木の陰から出て近づくと、穴の中からだった。
「二匹は逃したか」
一目散に逃げていく気配があった。
恐る恐る穴を除くと、串刺しになった血まみれのゴブリンがいた。
当たり前と言えば当たり前だが、落とし穴作戦は成功だった。
「いや、大成功だな」
落とし穴が未だに使われる意味がよくわかったよ。
「埋めておくか」
生き埋めすることになんら罪悪感もなし。こいつらの腐臭で強力なのがよってくるほうが怖いわ。

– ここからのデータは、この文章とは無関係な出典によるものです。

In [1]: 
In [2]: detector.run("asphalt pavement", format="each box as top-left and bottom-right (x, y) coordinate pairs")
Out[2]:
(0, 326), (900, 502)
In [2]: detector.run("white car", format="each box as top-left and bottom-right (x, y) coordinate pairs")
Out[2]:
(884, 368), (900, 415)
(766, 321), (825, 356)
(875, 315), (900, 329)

えっせらほっせらと掘ったときの土を集めてゴブリンを生き埋めにしてやった。
「おっ、二万円が入った。計六万五千円ゲットだぜ!」
リアルポ○モン世代でごめんなさい。
「しかし、四日で六万五千円か。日割りにすると一万六千円くらいだな」
無収入の三日を足して割っても九千円ちょっと。食費や経費引いても七千円。まずまずの成果と言っていいだろうよ。
「場所を変えてやればもう一回イケるな」
ゴブリンの気配はまだ感じるし、数十匹固まった気配もある。飢えている様子でもあるからあと一回は確実だろう。
今日はこれにて終了。脚立とスコップを持ってセフティーホームに戻った。
「玄関、もうちょっと広くしないとな」
元の世界のものを買うにはセフティーホームでしかできない。これからも必要なものは増えていくだろうし、ガレージ的な玄関にしたいな。
ここのゴブリンを駆除し終えたら次の場所に移動しなくちゃならない。砂漠とか平原とかあったらバイク(中型免許持ってます。乗ってたのはスクーターだけど)とか欲しくなる。広くする必要はあるだろうな。
「まっ。とりあえず、今日は美味いもん食ってビールを飲もうっと」
明日のために鋭気と体力を回復させましょう。